Airplane Day is the day my flight from South Korea landed in America from 25 years ago. Some people call it an Arrival Day or a “Gotcha” Day. Quite plainly, it’s the day that your family “gotcha.” Either way, it’s seemed a little comical to me over the years. I always believed that I had a special relationship with airplanes and pilots, and maybe I do. But there was always a stark difference between how I felt about being adopted versus being celebrated on Airplane Day.
The actual day was always a meal, party, or ritual about me being special. And, I appreciated it being important and recognized in my family. One year, I remember my cousins and I having a paper airplane contest that ended in me receiving a slab of foam board signed and commented with grateful comments and celebratory remarks. As I got older, it was nice dinners. Sometimes, just a lot of crying and no remarkable anythings – my choice.
And I’m not sure how to own that anymore – my choice regarding my adoption. I’ve found in the intertwined relationships of a single adoption, there’s not a lot of overlap of ownership regarding who (me) is where (US/Korea) and under what circumstance (adoptee/orphan). My adoptive parents couldn’t have children. My birth parents’ circumstance was likely a mess. I am just here, I guess.
Don’t read that as apathy or ingratitude. But, as hesitancy to renaming and reclaiming an ownership over something I never did. In recent years, adoptees have been vocalizing their points of views for themselves, as opposed to the adoptive-parent-driven-perspective that has mainly held the space. Further, I feel that there is an observatory characteristic in a lot of adoptee’s stories that deserves to be highlighted.
As a child, my label as different was internalized as kids mocked and jeered at someone with a different face and different skin. As a teenager, the pieces fell into place regarding my parents’ infertility, mental health, and the search for a place in this life. In young adulthood, the understanding of my place in between two couples who couldn’t fulfil their dreams of family-rearing fleshed out as I neared a mirrored life stage. But really, I feel that a lot of who I was was earmarked by an “other” narrative. Sandwiched somewhere between infertility and bastardom, it was my own little plane – if you will.
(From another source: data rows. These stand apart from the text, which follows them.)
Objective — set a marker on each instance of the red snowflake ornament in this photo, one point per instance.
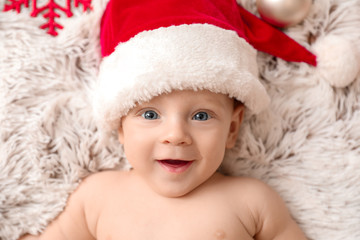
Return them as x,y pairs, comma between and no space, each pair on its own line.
49,11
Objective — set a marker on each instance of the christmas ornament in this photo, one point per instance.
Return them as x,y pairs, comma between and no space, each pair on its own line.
283,13
49,11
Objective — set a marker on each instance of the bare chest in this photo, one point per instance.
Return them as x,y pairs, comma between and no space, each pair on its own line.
138,220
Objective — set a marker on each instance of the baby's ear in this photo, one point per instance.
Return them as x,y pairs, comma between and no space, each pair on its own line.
235,124
121,134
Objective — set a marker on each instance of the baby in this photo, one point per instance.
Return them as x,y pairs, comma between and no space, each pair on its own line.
175,143
174,83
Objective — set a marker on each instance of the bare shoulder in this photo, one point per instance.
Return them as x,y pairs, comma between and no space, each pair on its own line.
102,180
269,213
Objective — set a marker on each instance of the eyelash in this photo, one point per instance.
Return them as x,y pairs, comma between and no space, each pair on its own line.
143,114
209,115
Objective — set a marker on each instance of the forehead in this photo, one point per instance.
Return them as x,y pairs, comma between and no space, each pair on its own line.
203,96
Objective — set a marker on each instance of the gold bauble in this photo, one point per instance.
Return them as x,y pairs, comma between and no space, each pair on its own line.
283,13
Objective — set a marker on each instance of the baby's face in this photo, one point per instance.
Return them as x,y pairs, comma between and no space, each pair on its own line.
177,141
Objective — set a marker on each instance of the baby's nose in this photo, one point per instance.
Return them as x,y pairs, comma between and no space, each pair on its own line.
176,133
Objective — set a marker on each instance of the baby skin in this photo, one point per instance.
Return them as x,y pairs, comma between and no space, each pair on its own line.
175,144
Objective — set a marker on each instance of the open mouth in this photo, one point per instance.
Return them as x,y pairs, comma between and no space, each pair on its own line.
175,166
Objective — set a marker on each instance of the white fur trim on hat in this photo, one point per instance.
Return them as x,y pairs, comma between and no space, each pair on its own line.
196,56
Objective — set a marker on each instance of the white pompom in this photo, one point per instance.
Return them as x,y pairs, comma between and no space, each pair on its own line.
338,60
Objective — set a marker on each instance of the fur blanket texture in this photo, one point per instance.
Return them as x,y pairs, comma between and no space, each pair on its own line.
306,145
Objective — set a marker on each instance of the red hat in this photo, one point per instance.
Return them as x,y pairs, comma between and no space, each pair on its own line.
152,47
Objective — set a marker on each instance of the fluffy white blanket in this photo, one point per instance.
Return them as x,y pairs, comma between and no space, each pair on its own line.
306,145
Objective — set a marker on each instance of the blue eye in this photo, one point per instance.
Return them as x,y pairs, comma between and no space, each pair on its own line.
150,115
201,116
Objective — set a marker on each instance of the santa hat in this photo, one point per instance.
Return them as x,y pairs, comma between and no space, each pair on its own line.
153,47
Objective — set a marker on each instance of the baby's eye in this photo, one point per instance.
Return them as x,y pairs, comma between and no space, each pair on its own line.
150,115
201,116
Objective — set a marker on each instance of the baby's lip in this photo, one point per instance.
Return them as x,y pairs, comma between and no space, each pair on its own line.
175,165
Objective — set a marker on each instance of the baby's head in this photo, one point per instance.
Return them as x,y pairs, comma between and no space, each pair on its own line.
177,141
154,47
170,75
But I wasn’t the one piloting it.
And now, as I am knee-deep in figuring the piloting thing out for myself… I feel a lot of emotions.
My conversations with my mother have been emotional and intense. And, they should be considering Covid and the completion of my first year teaching abroad. We both are facing tremendous grief from loss of several things. From a changing mother-son relationship to being the furthest from each other that we’ve ever been, it’s thick with nuance and most of all, love.
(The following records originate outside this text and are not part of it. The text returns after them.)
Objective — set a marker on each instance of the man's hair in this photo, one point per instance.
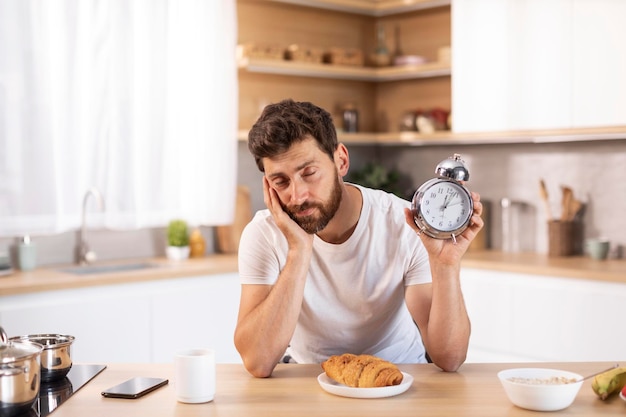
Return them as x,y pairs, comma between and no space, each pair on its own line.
287,122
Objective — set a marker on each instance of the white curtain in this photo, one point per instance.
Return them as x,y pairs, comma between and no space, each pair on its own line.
135,97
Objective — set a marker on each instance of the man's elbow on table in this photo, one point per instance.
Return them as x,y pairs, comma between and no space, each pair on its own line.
450,362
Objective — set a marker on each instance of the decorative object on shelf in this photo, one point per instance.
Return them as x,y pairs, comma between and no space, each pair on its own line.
26,254
377,176
425,121
442,206
260,50
399,58
177,240
350,118
344,56
381,56
444,54
197,244
303,53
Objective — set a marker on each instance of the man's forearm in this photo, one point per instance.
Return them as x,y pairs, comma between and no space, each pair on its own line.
448,324
265,332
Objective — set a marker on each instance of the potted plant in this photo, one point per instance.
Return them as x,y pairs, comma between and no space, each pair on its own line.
177,240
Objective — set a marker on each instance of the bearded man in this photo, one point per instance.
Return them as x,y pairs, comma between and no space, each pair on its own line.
332,267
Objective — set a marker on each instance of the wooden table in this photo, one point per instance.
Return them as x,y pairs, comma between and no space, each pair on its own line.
293,391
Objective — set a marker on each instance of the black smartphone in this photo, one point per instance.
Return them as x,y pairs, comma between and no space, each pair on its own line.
134,387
As of this year, I had some correspondence with my birth mother that left me feeling more angry, disappointed, and abandoned as ever.
Meanwhile, I’ve met amazing, kind, brilliant, energetic people here and have certainly had the coattails of feeling “Belonging” (whatever that means). I feel like I’ve taught kindergarteners for 15 years rather than one (educator friends, what’s up). I’ve chased love. I’ve jumped headfirst into an adoptee community of healing, bitterness, and connection. I’ve lived my fucking life and have felt it at the end of everyday.
But this is what I’m doing. And I don’t feel at all like I’m just here for a ride. It feels like I’m here for myself. I’m going in the direction I fully choose. Right through the fog. Right across the Rubicon. And in this airplane there’s a lot of hurt, pain, anger, joy, love, sadness, disappointment, anxiety, confusion, lament, longing, hope, discomfort, and a bunch of other things that I can’t and don’t need to aritculate.